Auch die DSGVO liefert Gründe für Abmahnungen. In Zukunft aber nicht mehr so viele. Foto: © Vasily Merkushev/123RF.com
Auch die DSGVO liefert Gründe für Abmahnungen. In Zukunft aber nicht mehr so viele.

Auch viele Handwerker kennen die Auswüchse der "Abmahnindustrie“: Schon bei geringfügigen Fehlern in den Allgemeinen Geschäftsbedingungen (AGB) oder im Impressum werden unseriöse Abmahner tätig. Bundesjustizministerin Katarina Barley will jetzt missbräuchliche Abmahnungen, die nur zur Erzielung von Gebühren ausgesprochen werden, eindämmen, meldet das Handelsblatt. Ein wichtiger Punkt ihres Gesetzentwurfs: Abmahner erhalten keinen Aufwendungsersatz mehr, wenn ein Verstoß nur unerheblich ist. 

Abmahnungen sollen nur noch "im Interesse eines rechtsneutralen Wettbewerbs bzw. der Durchsetzung von Verbraucherrecht erfolgen und nicht zur Generierung von Aufwendungsersatz und Vertragsstrafen genutzt werden". Der Gesetzentwurf des BMJV sieht diverse Maßnahmen vor, um dem Abmahnmissbrauch zu begegnen: Es stellt höhere Anforderungen an die Geltendmachung von Ansprüchen, verringert die finanziellen Anreize für Abmahnungen, gibt mehr Transparenz und vereinfacht die Geltendmachung von Gegenansprüchen.

Kein finanzieller Anreiz mehr

Wie lto meldet, sollen nach dem Gesetzentwurf die folgenden Verstöße unerheblich sein: Die bloße Abkürzung des Vornamens im Impressum einer Internetseite, die Verwendung der Angabe "Zwei Wochen"“ statt "14 Tage" in der Widerrufsbelehrung, eine fehlende Platzierung eines Links zur Europäischen Plattform zur Online-Streitbeilegung oder ein fehlender Hinweis auf diese auf der Webseite eines Online-Händlers. Auch bei geringfügigen Verstößen gegen die DSGVO könne eine nur unerhebliche Beeinträchtigung im Einzelfall in Betracht kommen. Einen vollständigen Ausschluss von Abmahnungen wegen Datenschutzverstößen sieht der Entwurf, der sich momentan noch in der Ressortabstimmung befindet, aber nicht vor.
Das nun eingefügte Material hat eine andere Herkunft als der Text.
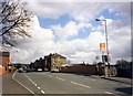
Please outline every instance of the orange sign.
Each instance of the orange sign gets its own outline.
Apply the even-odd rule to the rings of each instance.
[[[105,51],[105,43],[100,43],[100,51]]]

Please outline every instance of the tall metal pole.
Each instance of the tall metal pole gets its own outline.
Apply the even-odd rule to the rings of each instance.
[[[106,20],[104,20],[104,23],[105,23],[105,40],[106,40],[106,55],[108,55],[108,76],[110,76],[109,41],[108,41]]]
[[[109,42],[108,42],[106,20],[105,19],[96,19],[96,21],[104,21],[104,24],[105,24],[105,41],[106,41],[106,56],[108,56],[108,76],[110,76]]]

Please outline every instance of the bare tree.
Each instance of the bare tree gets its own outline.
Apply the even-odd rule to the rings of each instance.
[[[14,46],[14,36],[30,36],[28,30],[31,25],[32,14],[20,0],[0,1],[0,36],[2,44]]]

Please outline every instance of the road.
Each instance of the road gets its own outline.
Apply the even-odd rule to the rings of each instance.
[[[13,78],[31,94],[106,94],[111,96],[131,95],[131,85],[66,73],[14,73]]]

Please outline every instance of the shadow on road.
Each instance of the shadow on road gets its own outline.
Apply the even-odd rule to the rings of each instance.
[[[132,95],[132,87],[119,87],[115,90]]]

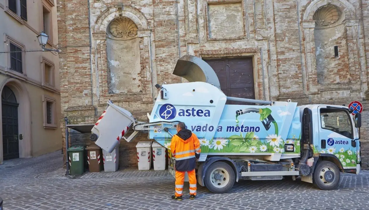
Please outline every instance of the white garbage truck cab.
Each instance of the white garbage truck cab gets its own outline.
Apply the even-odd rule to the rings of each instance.
[[[183,122],[200,141],[197,181],[214,193],[228,192],[241,179],[289,176],[331,190],[339,184],[340,172],[360,172],[360,113],[353,116],[345,106],[227,96],[212,69],[189,55],[178,60],[173,74],[189,82],[157,85],[160,91],[148,122],[109,101],[91,140],[110,152],[121,139],[130,141],[145,132],[170,149],[176,125]]]

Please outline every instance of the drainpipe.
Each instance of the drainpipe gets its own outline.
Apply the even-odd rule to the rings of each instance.
[[[67,125],[68,124],[68,118],[65,117],[64,118],[65,121],[65,165],[66,166],[67,171],[65,172],[65,175],[69,176],[69,161],[68,161],[68,144],[69,141],[69,134],[68,133],[68,128],[67,127]]]

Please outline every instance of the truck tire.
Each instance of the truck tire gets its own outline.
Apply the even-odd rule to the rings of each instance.
[[[338,167],[329,161],[318,162],[313,174],[314,184],[323,190],[335,189],[339,184],[340,179],[341,173]]]
[[[210,192],[221,194],[231,190],[235,179],[233,169],[224,162],[217,161],[206,170],[204,181],[205,186]]]

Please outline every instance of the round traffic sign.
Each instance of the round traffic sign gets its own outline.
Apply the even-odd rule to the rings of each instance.
[[[363,111],[362,104],[357,101],[354,101],[350,103],[348,105],[348,108],[350,109],[354,110],[352,113],[353,115],[355,115],[358,112],[361,113]]]

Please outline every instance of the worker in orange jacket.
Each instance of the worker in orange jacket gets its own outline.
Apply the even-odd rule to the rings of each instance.
[[[186,128],[183,122],[177,125],[177,134],[173,136],[170,143],[172,157],[176,159],[176,192],[172,198],[181,200],[184,174],[187,172],[190,182],[190,199],[195,199],[197,189],[195,167],[200,157],[200,143],[196,135]]]

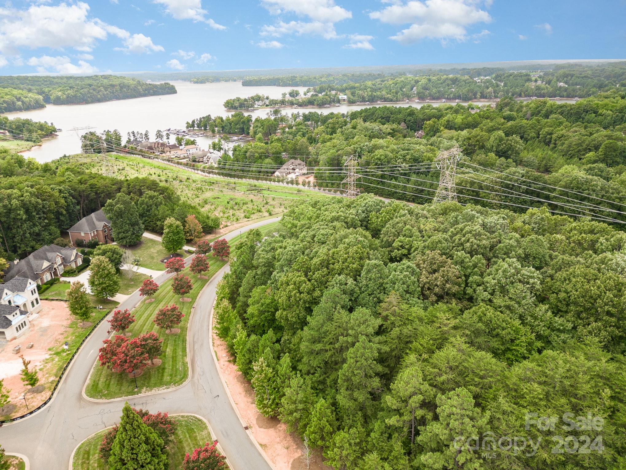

Außerdem soll der finanzielle Anreiz für Anwaltskanzleien dadurch begrenzt werden, dass der Streitwert bei unerheblichen Verstößen künftig höchstens 1.000 Euro beträgt. Und Mitbewerber sollen nur dann klagebefugt sein, wenn sie "in nicht unerheblichem Maße ähnliche Waren oder Dienstleistungen vertreiben oder nachfragen". 

Die Ministerin erfüllt damit eine Forderung aus Politik und Wirtschaft, das aktuelle Abmahnrecht zu reformieren. Unternehmen befürchten nach Einführung der DSGVO eine neue Abmahnwelle. Nach wie vor werden missbräuchliche Abmahnungen aus wettbewerbsrechtlichen Gründen verschickt. "Formale Kleinigkeiten dürfen nicht zur bitteren Kostenfalle werden", hatte Holger Schwannecke, Generalsekretär des Zentralverbands des Deutschen Handwerks, an den Gesetzgeber appelliert.